Dadi rests his hand on my shoulder as we walk silently to the thorn trees where the camels and our family wait in the shade.

We eat
chapatis
, talking little, and wait for the hottest part of the day to pass. Even the boys and Sher Dil are sprawled in the shade of a kneeling camel, fast asleep. Thank God the usual pestilence of flies has been driven away by the storm, and I can nap without covering my face.

Dadi sits beside Grandfather, talking to him quietly. Perhaps he is telling him the thousand things I’d like to tell Dadi that I love about him—and know would embarrass him. Grandfather’s fingers begin to move over his chest again with the nimbleness of near death.

Mama is calm as she talks about Grandfather.

“He was a strong and brave man. I was terrified of him when he asked my father if I would marry Dadi. But he was gentle as well, and he always made me feel like his own daughter.”

I feel oddly detached as I listen to Mama’s soothing voice, her slender hand stroking my head in her lap. Mithoo stands over us, and the muted melody of the camel bells lulls me to sleep.

The sun is hazed with sand picked up by the afternoon wind skidding over the dunes. When it falls lower in the sky, the air cools slightly. We prepare to walk again, and I go to Grandfather’s side.

“We’ll be at Derawar before dark,” I tell him. “Don’t worry. The nawab will receive you.”

I look at Mama, defying her to say it won’t be so. Even I doubt the nawab will remember an old soldier.

We reach the old fort just as the sun slips behind the dunes, and the last pink fingers of light burnish its forty graceful turrets.

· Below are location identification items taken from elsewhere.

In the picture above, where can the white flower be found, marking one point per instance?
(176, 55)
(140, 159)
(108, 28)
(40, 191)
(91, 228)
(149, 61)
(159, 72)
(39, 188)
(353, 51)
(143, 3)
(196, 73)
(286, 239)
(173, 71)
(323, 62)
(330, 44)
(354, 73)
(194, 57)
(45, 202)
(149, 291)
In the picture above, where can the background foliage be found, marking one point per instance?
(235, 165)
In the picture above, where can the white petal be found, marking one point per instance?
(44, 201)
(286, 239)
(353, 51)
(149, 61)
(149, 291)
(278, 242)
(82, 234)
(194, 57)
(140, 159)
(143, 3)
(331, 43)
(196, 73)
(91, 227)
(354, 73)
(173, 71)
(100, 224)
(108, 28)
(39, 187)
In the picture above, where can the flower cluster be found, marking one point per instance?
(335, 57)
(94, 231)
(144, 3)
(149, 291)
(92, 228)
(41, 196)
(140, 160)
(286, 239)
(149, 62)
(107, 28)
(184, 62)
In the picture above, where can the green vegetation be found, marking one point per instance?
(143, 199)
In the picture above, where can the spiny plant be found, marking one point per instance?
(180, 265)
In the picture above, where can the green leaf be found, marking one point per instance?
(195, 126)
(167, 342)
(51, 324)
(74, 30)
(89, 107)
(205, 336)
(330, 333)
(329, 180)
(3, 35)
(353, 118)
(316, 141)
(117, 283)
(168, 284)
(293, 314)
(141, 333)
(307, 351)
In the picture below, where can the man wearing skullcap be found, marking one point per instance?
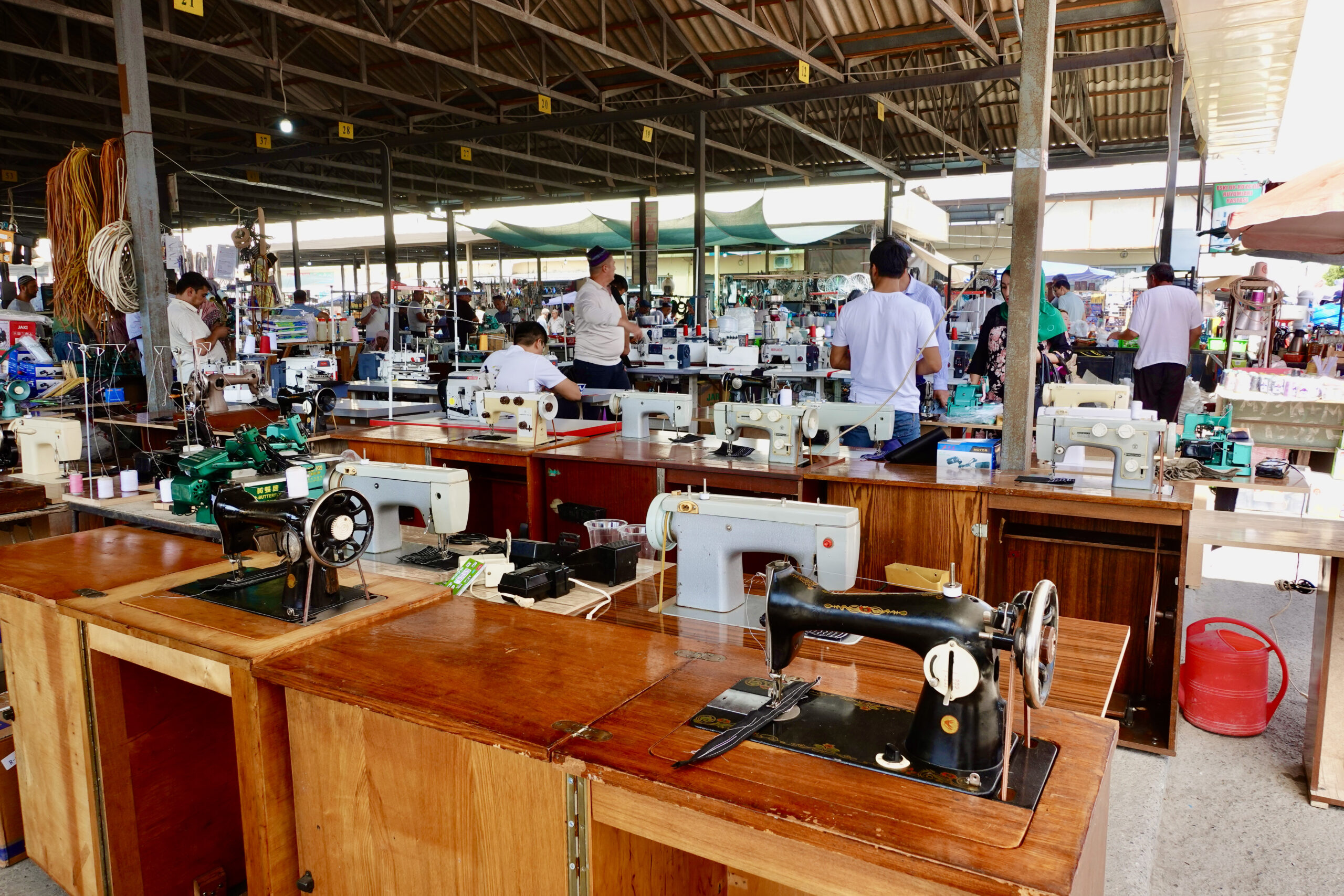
(600, 327)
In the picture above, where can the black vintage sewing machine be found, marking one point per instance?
(961, 729)
(315, 539)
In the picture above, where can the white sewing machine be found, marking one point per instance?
(785, 425)
(310, 373)
(45, 444)
(1085, 394)
(1131, 437)
(733, 355)
(713, 531)
(530, 413)
(440, 493)
(835, 418)
(635, 409)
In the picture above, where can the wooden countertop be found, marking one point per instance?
(659, 450)
(457, 440)
(902, 827)
(1290, 534)
(1088, 488)
(50, 570)
(492, 673)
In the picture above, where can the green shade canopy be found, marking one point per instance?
(721, 229)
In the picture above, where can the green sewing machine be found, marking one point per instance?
(1210, 440)
(260, 457)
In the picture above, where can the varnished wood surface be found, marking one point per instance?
(148, 610)
(494, 673)
(1292, 534)
(660, 452)
(100, 559)
(1085, 671)
(1086, 489)
(53, 745)
(387, 808)
(933, 835)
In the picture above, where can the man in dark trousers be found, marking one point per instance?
(1167, 321)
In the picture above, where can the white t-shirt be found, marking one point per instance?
(1163, 318)
(886, 335)
(929, 297)
(185, 325)
(517, 370)
(377, 321)
(1074, 305)
(598, 338)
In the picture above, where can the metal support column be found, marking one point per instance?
(886, 208)
(389, 230)
(1028, 203)
(1174, 116)
(293, 234)
(143, 199)
(702, 300)
(644, 250)
(452, 253)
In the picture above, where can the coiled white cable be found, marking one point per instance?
(111, 267)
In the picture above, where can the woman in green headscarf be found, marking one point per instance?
(991, 359)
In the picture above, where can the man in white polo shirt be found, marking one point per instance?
(1167, 323)
(600, 327)
(190, 336)
(523, 367)
(884, 339)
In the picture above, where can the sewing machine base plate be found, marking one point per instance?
(261, 593)
(855, 731)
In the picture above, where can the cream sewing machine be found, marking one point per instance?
(530, 413)
(440, 493)
(635, 409)
(713, 531)
(835, 418)
(1085, 395)
(46, 442)
(785, 425)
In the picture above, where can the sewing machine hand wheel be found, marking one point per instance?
(339, 527)
(1037, 633)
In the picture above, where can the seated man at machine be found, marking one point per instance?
(885, 338)
(524, 368)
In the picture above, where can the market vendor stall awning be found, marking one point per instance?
(721, 229)
(1301, 219)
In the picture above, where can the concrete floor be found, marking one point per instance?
(1225, 816)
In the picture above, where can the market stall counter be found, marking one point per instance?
(491, 743)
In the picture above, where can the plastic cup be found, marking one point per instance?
(604, 531)
(637, 532)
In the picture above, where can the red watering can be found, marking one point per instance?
(1225, 679)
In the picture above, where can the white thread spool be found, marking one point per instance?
(296, 481)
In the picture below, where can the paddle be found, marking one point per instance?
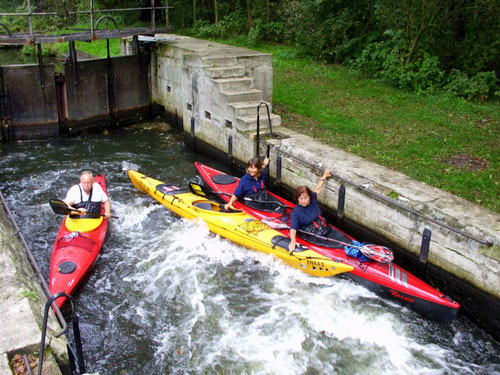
(61, 208)
(378, 253)
(204, 191)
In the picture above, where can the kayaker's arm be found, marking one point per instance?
(229, 205)
(77, 211)
(322, 181)
(293, 242)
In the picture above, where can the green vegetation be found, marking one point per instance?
(411, 85)
(442, 140)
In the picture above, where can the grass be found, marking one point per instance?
(443, 141)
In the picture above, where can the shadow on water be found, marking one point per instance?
(168, 297)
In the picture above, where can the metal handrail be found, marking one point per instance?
(390, 201)
(91, 11)
(34, 265)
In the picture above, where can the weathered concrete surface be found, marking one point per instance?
(214, 90)
(22, 305)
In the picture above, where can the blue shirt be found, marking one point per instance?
(304, 216)
(248, 185)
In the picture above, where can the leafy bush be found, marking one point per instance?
(481, 86)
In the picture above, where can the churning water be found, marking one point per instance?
(168, 297)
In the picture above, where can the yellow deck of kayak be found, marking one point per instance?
(82, 225)
(238, 227)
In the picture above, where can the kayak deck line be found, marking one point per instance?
(76, 249)
(237, 226)
(388, 280)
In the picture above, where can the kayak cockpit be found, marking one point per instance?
(213, 206)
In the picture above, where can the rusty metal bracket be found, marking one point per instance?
(40, 66)
(424, 247)
(73, 60)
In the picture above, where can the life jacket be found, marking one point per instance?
(319, 226)
(265, 201)
(92, 207)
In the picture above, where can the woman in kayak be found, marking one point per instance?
(252, 182)
(87, 196)
(307, 215)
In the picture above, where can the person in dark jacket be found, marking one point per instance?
(252, 182)
(87, 196)
(307, 214)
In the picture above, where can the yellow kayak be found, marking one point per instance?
(237, 226)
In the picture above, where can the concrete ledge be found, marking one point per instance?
(392, 206)
(22, 305)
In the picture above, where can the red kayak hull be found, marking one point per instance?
(387, 280)
(75, 253)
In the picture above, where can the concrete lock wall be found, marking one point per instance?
(22, 307)
(215, 89)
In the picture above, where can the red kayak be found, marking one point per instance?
(386, 279)
(76, 249)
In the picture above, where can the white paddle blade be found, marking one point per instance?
(274, 223)
(378, 253)
(128, 166)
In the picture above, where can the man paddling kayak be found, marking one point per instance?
(251, 183)
(87, 196)
(307, 214)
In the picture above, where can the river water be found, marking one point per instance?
(168, 297)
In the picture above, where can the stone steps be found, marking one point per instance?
(218, 61)
(226, 71)
(234, 84)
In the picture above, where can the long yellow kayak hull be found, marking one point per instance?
(237, 226)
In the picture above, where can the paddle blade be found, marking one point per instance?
(378, 253)
(128, 166)
(59, 207)
(274, 223)
(197, 189)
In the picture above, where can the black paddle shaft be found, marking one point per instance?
(61, 208)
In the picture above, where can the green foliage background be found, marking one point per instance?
(425, 46)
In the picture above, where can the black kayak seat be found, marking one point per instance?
(204, 205)
(283, 242)
(223, 179)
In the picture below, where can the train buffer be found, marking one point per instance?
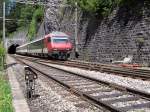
(30, 77)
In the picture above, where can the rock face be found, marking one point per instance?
(125, 32)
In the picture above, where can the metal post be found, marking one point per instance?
(76, 31)
(4, 24)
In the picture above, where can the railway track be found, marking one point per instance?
(117, 70)
(113, 97)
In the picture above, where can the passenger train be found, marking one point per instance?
(55, 45)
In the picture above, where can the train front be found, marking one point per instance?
(60, 47)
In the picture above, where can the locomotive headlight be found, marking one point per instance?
(55, 49)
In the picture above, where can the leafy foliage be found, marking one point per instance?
(5, 96)
(37, 18)
(101, 7)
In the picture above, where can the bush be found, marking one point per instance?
(37, 18)
(5, 96)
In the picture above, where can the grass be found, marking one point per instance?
(5, 95)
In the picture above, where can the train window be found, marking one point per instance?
(49, 39)
(60, 40)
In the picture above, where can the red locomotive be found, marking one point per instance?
(56, 45)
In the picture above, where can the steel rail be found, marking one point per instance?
(113, 109)
(128, 72)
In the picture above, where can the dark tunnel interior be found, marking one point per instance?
(12, 49)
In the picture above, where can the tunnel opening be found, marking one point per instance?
(12, 49)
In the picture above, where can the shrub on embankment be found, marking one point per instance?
(2, 56)
(5, 95)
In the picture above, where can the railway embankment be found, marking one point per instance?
(18, 99)
(49, 95)
(87, 87)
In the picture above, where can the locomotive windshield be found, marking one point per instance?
(60, 40)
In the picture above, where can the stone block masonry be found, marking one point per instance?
(111, 38)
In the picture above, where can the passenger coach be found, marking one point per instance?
(56, 45)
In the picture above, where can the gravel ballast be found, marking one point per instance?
(123, 81)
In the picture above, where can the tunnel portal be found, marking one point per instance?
(12, 49)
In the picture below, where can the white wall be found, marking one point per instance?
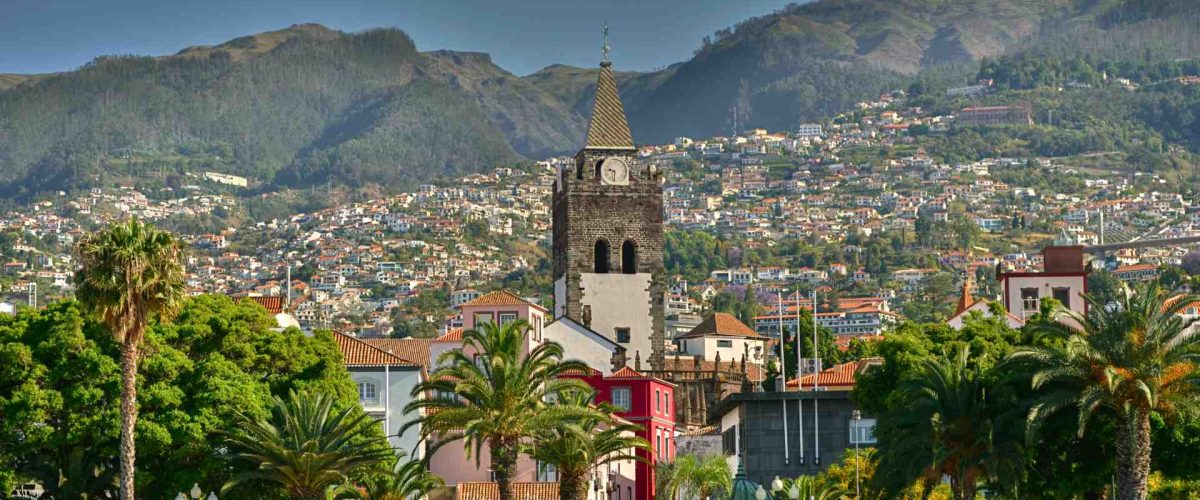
(621, 300)
(391, 404)
(581, 344)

The nawab’s green and red flag flutters beside the green banner of Pakistan, and we stand on the hill looking over the lake built by the nawab of a hundred years ago for
his ladies to paddle little boats across. The wind has died, and the last daylight leaves a silvery skin on the water. Mama lifts Grandfather’s head to see the marble dome and vaulted minarets of the nawab’s mosque beyond the fort’s massive brick walls.

“We won’t disturb Nawab
-sahib
until morning,” Grandfather says, then falls back on his pillow, his hands and face relaxed for the first time since we left.

The camels move on, their only sound the
kachinnik, kachinnik
of their bracelets, the gentle thong of their bells, and the creaking of goathair cords against their wooden saddles. We stop beside a collection of torn lean-tos built by other nomads. Our reed mats will make walls and a small courtyard. The camp is within walking distance of the well. Phulan and I have been collecting firewood over the last several miles, and Auntie makes a fire while Mama unrolls the mats.

Xhush Dil sinks quietly to his knees. Dadi and I lower the dowry trunk and the cot on which Grandfather sleeps. We have enough water in the goatskin until tomorrow. At first light Dadi, Xhush Dil, and I will go to the well. Only then will we know whether the water is sweet. The well out here on the edge of the settlement is least likely to have good water. But our goatskins will be empty, and we are so thirsty we will drink even salty water. God willing, the monsoon will not fail this year.

My stomach tightens and my throat burns thinking of the month ahead until the monsoon rains come—thinking that we’ll drink salt water and the grass will shrivel and
the camel’s milk will dry up and the babies will grow weak.

It will be a good omen if the drought ends in time for Phulan’s wedding. I say a silent prayer that the rains will come and that Hamir will be kind to her.

Derawar

“Grandfather is dead
, Shabanu,” Mama says, leaning over me, shaking me awake in the dark. Dadi leaps up from his quilt and turns Grandfather’s head toward Mecca so his soul can pray.

Everyone is calm, and in the morning it seems we all had known Grandfather’s soul would take flight once it reached Derawar.

Dadi washes Grandfather’s thin and wasted body with the last of our water, chanting prayers for the dead. There’s no time to spare. It’s shortly after dawn, and the heat of the day will be fierce. As he and Mama wrap the shroud around the body, Dadi chants softly in his wood-smoke voice.